On-demand isn't the only way distributors are shifting the paradigm. Involving filmmakers more fully in marketing and distribution is another strategy some companies are using. After all, if the director's creative vision comes through clearly when a film is being promoted, it makes for a more cohesive package.

Adam Yauch (better known as MCA of the Beastie Boys) created the production and distribution company Oscilloscope Laboratories about a year ago with an eye toward being filmmaker-friendly. "Part of the structure of the company is doing a lot of the creative stuff in-house, in terms of poster design and trailers and the way the films are marketed, the DVD extras," he said. "I think a lot of distributors are much more just sort of like a business—like they could be selling toilet paper—and they farm out that creative work. The structure of this is a little more like an indie record label." The company released last year's indie hit Wendy and Lucy, which earned Independent Spirit nods for best feature and for Michelle Williams' lead performance.

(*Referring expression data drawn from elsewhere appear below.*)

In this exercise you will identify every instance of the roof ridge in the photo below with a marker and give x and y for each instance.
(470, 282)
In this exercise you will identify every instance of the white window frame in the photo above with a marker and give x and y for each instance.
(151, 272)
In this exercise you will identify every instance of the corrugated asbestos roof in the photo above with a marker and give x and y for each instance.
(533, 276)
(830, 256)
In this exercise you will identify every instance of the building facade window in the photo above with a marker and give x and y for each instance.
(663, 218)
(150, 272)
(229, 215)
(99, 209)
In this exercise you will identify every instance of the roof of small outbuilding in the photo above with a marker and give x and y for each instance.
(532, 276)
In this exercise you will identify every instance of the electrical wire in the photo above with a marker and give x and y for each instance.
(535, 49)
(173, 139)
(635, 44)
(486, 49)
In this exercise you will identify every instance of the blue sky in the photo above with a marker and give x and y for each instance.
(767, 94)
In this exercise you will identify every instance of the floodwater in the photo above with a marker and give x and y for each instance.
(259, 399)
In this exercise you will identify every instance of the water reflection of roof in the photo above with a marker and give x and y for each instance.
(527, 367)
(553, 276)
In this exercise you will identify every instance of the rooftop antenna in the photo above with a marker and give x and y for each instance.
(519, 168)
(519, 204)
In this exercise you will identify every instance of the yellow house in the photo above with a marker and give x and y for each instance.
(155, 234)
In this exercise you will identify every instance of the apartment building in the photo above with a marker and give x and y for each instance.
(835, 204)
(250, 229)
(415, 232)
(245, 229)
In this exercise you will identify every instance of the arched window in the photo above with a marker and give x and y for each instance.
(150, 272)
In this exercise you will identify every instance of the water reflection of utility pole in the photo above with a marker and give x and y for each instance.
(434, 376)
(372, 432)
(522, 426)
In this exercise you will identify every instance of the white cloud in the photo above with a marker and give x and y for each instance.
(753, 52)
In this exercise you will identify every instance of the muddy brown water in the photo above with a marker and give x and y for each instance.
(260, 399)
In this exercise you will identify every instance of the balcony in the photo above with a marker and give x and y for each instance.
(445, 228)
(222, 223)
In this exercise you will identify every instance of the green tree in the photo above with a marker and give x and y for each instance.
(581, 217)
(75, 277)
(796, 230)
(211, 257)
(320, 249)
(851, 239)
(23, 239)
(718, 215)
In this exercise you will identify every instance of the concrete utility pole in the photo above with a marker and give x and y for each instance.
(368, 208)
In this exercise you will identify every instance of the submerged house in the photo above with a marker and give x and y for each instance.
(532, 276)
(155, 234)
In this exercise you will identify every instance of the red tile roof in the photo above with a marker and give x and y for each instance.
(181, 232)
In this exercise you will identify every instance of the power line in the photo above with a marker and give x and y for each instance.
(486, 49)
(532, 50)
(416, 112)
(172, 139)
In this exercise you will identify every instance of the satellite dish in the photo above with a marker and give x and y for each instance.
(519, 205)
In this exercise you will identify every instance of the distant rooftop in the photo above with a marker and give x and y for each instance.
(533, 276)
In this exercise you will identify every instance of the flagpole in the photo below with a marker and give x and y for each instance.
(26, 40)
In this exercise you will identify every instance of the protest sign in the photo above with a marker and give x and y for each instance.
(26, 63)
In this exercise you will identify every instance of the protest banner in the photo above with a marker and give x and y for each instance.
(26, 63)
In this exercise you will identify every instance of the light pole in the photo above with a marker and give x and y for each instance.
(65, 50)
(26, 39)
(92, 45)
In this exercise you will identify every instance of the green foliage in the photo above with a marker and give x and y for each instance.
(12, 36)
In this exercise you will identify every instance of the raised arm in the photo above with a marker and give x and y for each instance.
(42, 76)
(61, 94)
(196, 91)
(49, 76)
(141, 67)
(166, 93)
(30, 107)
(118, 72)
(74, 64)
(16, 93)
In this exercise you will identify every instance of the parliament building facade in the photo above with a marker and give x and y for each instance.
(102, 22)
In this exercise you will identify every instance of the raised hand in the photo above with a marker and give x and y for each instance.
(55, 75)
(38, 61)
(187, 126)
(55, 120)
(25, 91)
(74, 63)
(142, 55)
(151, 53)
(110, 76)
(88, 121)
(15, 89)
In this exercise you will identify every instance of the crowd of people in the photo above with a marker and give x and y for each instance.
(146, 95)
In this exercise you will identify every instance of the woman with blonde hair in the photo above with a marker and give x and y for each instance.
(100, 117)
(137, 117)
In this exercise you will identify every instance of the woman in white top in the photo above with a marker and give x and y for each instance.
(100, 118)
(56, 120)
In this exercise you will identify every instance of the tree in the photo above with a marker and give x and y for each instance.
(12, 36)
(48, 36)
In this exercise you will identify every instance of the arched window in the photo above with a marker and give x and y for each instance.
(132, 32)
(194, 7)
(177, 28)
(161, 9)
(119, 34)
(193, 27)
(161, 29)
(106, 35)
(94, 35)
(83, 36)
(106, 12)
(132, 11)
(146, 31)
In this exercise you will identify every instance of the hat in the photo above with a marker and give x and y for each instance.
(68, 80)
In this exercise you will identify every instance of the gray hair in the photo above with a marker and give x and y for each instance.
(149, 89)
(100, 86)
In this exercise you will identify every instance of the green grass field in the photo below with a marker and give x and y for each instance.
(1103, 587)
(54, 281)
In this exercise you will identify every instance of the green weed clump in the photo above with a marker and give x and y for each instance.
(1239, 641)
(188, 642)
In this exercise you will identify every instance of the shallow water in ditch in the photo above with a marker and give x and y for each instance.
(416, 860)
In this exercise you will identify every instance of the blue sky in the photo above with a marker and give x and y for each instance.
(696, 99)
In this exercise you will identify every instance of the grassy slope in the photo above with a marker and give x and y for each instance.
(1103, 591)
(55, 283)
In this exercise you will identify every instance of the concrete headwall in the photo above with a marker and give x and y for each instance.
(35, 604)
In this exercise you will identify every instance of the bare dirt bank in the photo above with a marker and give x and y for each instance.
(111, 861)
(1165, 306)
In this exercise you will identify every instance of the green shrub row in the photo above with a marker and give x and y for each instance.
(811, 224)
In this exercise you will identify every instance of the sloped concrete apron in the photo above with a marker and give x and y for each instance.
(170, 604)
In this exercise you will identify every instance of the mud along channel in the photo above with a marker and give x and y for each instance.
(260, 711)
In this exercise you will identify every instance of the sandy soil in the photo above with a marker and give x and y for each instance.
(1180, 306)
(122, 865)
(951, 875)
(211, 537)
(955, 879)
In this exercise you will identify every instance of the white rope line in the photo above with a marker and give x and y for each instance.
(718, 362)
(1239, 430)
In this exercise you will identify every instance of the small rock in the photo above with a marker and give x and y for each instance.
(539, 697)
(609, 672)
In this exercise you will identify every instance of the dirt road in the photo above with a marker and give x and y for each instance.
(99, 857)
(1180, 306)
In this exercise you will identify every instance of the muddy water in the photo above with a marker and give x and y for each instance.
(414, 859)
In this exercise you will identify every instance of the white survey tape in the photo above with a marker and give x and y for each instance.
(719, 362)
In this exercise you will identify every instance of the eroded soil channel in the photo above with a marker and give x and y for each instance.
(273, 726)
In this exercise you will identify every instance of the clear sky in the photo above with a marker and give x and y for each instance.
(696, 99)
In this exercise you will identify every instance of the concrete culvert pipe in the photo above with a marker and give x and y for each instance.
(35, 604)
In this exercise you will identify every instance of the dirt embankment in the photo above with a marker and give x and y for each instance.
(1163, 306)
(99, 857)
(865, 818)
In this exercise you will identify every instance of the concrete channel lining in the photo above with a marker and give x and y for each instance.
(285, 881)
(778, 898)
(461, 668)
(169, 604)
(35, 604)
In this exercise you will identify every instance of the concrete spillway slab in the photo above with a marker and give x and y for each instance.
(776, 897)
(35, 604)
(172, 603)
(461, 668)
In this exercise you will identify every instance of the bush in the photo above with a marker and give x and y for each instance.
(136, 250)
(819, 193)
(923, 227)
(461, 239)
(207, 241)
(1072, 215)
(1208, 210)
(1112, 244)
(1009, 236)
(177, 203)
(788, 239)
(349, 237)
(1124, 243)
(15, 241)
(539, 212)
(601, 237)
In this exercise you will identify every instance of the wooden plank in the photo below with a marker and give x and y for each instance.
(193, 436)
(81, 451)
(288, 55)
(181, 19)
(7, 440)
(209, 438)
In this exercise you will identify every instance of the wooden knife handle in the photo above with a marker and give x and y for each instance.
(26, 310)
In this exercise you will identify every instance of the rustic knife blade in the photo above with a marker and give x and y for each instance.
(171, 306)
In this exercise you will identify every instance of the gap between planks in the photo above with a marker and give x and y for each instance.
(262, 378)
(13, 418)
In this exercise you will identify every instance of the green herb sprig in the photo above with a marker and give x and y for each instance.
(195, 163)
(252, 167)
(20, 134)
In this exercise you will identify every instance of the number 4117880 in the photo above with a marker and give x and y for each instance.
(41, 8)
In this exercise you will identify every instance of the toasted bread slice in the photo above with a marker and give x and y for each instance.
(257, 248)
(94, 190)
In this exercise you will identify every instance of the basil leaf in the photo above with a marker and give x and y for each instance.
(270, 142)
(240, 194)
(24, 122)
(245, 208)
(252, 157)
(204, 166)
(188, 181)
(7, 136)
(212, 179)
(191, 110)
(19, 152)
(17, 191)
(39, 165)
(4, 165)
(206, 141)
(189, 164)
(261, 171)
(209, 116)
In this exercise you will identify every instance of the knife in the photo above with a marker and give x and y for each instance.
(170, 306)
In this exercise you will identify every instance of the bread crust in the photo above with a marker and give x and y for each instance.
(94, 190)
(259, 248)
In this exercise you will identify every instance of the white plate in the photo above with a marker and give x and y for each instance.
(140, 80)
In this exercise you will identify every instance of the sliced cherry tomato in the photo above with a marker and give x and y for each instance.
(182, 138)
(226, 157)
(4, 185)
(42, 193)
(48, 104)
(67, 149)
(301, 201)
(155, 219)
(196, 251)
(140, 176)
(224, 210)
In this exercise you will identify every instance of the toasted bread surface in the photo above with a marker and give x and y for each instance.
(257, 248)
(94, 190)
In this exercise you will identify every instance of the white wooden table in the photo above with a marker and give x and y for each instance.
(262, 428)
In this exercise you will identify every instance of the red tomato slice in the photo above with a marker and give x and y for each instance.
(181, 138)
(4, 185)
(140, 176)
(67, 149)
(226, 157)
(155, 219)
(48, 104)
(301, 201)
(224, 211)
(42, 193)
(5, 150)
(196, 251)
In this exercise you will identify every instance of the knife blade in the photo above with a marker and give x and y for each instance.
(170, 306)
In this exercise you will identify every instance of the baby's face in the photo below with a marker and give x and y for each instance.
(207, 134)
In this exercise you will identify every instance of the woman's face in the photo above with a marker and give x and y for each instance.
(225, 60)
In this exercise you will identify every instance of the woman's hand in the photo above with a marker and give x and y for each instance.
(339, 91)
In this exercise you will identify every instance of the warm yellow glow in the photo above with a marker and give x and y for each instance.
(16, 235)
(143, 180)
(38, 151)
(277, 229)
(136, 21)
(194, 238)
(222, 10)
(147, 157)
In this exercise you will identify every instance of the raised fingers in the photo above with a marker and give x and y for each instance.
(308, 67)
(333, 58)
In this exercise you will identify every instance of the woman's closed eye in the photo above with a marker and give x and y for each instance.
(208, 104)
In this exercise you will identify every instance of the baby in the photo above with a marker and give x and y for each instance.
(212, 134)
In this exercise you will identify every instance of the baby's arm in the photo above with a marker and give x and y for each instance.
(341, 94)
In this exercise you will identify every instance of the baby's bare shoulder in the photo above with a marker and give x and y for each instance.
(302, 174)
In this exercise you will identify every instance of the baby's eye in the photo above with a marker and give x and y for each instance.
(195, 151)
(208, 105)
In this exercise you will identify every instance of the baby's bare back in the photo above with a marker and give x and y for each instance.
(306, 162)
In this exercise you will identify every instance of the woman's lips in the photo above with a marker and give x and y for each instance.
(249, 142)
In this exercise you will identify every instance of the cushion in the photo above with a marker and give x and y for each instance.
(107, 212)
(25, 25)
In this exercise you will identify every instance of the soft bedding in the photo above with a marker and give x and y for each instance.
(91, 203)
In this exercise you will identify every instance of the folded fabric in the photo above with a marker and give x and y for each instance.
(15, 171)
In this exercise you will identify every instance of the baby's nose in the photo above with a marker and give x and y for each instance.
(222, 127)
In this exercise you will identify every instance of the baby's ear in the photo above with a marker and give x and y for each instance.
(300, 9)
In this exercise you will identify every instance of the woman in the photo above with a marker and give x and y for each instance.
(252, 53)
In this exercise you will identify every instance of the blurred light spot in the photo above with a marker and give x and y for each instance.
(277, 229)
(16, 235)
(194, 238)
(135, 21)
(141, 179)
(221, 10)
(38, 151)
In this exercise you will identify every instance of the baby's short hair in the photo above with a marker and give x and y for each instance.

Robinson also wants to involve the filmmakers he works with at Pure+Motive. "Most distributors take the film, write the filmmakers a check, and say, 'We know what's best—go away,' " he said. "We don't want to do that. We like filmmakers and we like the collaborative effort. If filmmakers want to do distribution through us, we'll be considering them an integral part of the team."

Some directors, on the other hand, are cutting out the middleman entirely and distributing on their own. Marianna Palka received offers for her debut feature, Good Dick, after it bowed at Sundance in 2008, but "they didn't make any financial sense," she said. "The offers were like, 'We'll give you, like, $40,000 and we'll take all your DVD rights and maybe we'll put your movie in a theatre.' "

Palka and her fellow producers nabbed a deal for distribution in the United Kingdom but ultimately decided to bring Good Dick to the American masses on their own, with help from theatre booker Richard Abramowitz and indie film consultant Peter Broderick. "We released in six or seven cities in the States, and we went to each one individually and talked about the movie," said Palka. "We were kind of like a band, in a way."

Gravitas Ventures, a licenser and programmer of video-on-demand content, recently made Good Dick available on a variety of on-demand platforms. Palka couldn't be happier at how self-distribution has worked out for the film. "If you have the intention of saying something that's positive with your film, then part of that positive message can be that artists should keep the rights to their movies," she said. "When I'm a 55-year-old lady and when I'm an 85-year-old lady, I'm still going to be organizing what's going on with Good Dick."

Blank Page, Open Mind


So how can filmmakers best navigate the shifting landscape of indie distribution? Scott Prendergast, whose debut feature, Kabluey—starring Lisa Kudrow, Chris Parnell, and Teri Garr—was released last year by Regent Releasing, said the key is to keep it in mind from the start.

"I think you have to think about the distribution of your film the minute you sit down to write your script," he said. "For me, I was thinking, 'I'm an unknown, I've never made a feature film, and I want to write and direct and act in my own movie. How am I going to get my movie into theatres? Well, I'm going to have to get some big names in the movie. And the movie's going to have to have something sort of catchy, like a visual image. And we'll have to make some stickers and we'll have to have a good marketing campaign.' "

Initially a five-city release was planned. After the film did well in its opening weekend and got a glowing review in The New York Times, Regent Releasing expanded it. "They quadrupled our release because The New York Times said, 'Hey, this is a great movie,' " Prendergast said. "Literally, the phone started to ring within minutes, and people were saying, 'We want the movie.' "

Given how tough it is to get a film distributed even in good times, said Newton, filmmakers should be open to less-traditional methods: "Don't say, 'No, I'm only going to wait for this company to pick it up' or 'I'm only going to do it if I get into Cannes.' Be open to anything. If it comes down to you projecting it in your living room for 20 people, that's 20 more people that have seen it."